The ongoing state budget mess in Hartford has implications beyond the fiscal fallout at the state level. As my colleague Terry Cowgill outlined last week, the future could be bleak for many of Connecticut’s towns if the state ends up foisting drastic changes upon Connecticut’s public schools.
“Education consumes 81 percent of Scotland’s $5.9 million budget, which was approved by taxpayers last month,” Cowgill wrote regarding the small eastern Connecticut town. “Under [Gov. Dannel P.] Malloy’s executive order, Scotland’s Education Cost Sharing grant will be cut by 70 percent — from $1.42 million to $426,900.”
Scotland should consider itself lucky. While Malloy’s executive order indeed makes similar ECS cuts to 53 other towns, 85 municipalities will receive no such funding at all.
I happen to teach in one of those zeroed-out districts. Between Haddam and Killingworth, the two towns comprising Regional School District 17, the loss totals $4.1 million, nearly 10 percent of the district’s budget. How does a district recoup this kind of financial hit?
“Staff cuts” is the probable answer. Ironically, Region 17 had already pared 8.5 teaching positions and six paraprofessionals from the budget well before Malloy announced his executive order — and this, in a year when the district’s student population decreased by exactly one, from 2,116 to 2,115.
Just this past Tuesday, Region 10 (Burlington and Harwinton) announced it will lay off 18 to 25 non-certified employees in response to Malloy’s executive order.
And the following day, the Connecticut Education Association and the municipalities of Brooklyn, Plainfield, and Torrington filed an injunction in superior court that alleges the governor “does not have the authority to cut education spending.”
Even if the legislature somehow passes a budget reinstating ECS funds, the future of Connecticut’s towns and schools remains unstable.
“Despite borrowing $2 billion to boost the funding of [the Teacher Retirement System] in 2008, the pension system remains underfunded by $13 billion and that figure is projected to grow over time,” according to the Yankee Institute, a situation that “will harm Connecticut’s teachers and children because the state will be forced to direct limited resources to pensions rather than classrooms.”
Thus, Gov. Malloy wants to shift one-third of the state’s teacher-pension costs to the towns, a move that would almost certainly result in higher property taxes — the schools’ primary funding source — only exacerbating the fiscal challenges facing local school districts.

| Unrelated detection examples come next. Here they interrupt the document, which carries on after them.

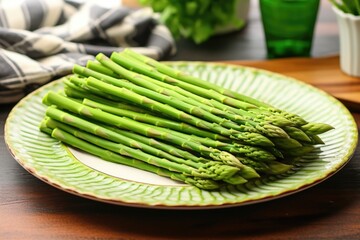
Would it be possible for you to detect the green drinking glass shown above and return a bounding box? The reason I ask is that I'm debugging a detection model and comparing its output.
[260,0,320,58]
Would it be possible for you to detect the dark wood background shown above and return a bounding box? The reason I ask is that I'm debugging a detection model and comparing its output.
[0,1,360,240]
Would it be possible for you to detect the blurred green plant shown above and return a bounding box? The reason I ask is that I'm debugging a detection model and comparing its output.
[329,0,360,16]
[139,0,245,44]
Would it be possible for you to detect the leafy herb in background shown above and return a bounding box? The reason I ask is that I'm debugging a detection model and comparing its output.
[140,0,245,44]
[329,0,360,16]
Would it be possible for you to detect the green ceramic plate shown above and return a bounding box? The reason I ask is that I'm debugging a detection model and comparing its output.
[5,62,358,209]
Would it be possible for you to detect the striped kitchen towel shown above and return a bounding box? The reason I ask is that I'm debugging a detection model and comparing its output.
[0,0,176,103]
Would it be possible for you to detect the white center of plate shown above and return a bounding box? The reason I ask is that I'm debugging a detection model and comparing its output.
[69,147,184,186]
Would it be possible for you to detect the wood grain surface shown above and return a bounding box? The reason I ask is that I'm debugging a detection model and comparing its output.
[0,1,360,240]
[228,56,360,111]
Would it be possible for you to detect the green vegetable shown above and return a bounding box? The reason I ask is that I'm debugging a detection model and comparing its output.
[140,0,245,44]
[44,119,239,180]
[43,92,242,164]
[329,0,360,16]
[40,49,332,189]
[40,125,220,190]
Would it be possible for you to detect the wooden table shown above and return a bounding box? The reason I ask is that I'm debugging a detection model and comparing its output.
[0,1,360,240]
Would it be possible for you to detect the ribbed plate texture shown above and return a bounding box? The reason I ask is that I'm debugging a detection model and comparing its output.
[5,62,358,209]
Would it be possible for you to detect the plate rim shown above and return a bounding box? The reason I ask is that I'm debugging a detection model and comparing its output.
[4,61,358,210]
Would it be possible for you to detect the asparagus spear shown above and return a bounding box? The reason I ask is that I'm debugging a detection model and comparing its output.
[79,77,274,146]
[40,124,220,190]
[123,49,307,126]
[83,98,229,141]
[109,53,294,126]
[71,72,246,134]
[43,92,243,166]
[82,60,288,137]
[44,118,239,180]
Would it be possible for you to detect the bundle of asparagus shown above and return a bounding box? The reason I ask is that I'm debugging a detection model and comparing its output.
[40,49,332,190]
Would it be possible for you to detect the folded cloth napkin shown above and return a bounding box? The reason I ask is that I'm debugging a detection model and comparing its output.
[0,0,176,103]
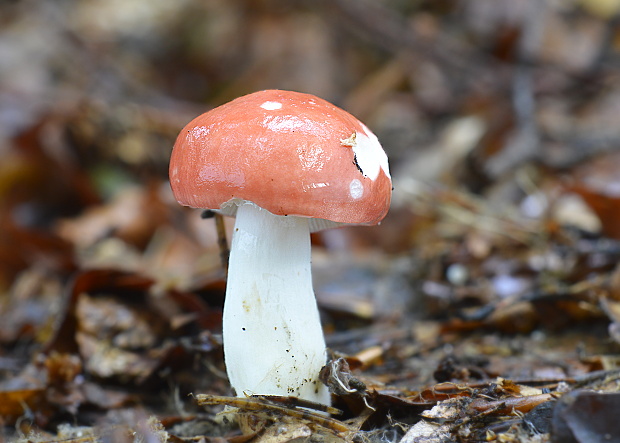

Any way you slice it, the fate of Connecticut public schools is decidedly uncertain.
As already seen, staff cuts are a distinct possibility, resulting in larger class sizes and jeopardizing Connecticut’s 40th lowest-in-the-nation student-teacher ratio of 13:1. Of course, increased class sizes could be offset by innovations such as internet-based distance learning, a method of instruction now offered in some form in more than half of U.S. school districts in 2010. Then again, it’s unlikely that schools in the Land of Steady Habits would invest too heavily in an outside resource like distance learning, considering the state’s long-time commitment to local control of public schools — a philosophy that has served most districts and students well.
That said, the calls for regionalization are on the rise.
“Each school system bureaucracy has its own superintendent, assistant superintendents, deputies, etc.,” explains former East Hartford state representative Gary LeBeau. “The school systems usually consume about 70 percent of the town’s budget. The redundancy is in the management structure. Its costs are enormous.”
LeBeau added: “What if we could take these municipalities and consolidate them into eight entities? Hundreds of millions of dollars, indeed I believe billions of dollars could be saved by eliminating redundant management in the municipalities and in the schools. Could this be done? Has it been done elsewhere? Yes, all over the country. The entities are called counties.”
County school boards in Connecticut? A year ago, I argued against such a system and didn’t think it would happen here. But desperate times …
Thing is, I’ve only scratched the surface of the mounting challenges facing Connecticut’s public schools. A growing skills gap in our technological economy must be addressed jointly by schools and businesses. The need for basic media literacy among citizens — a skill that should be taught in all schools —
has never been greater.
And special-education costs continue to rise. Currently, districts use ECS funds — remember them? — to pay for special education.
Clearly, the fate of Connecticut’s schools is even more unpredictable than the outcome of the state’s budget battle. But one thing’s for sure: We should all brace for major changes.
Barth Keck is an English teacher and assistant football coach who teaches courses in journalism, media literacy, and AP English Language & Composition at Haddam-Killingworth High School.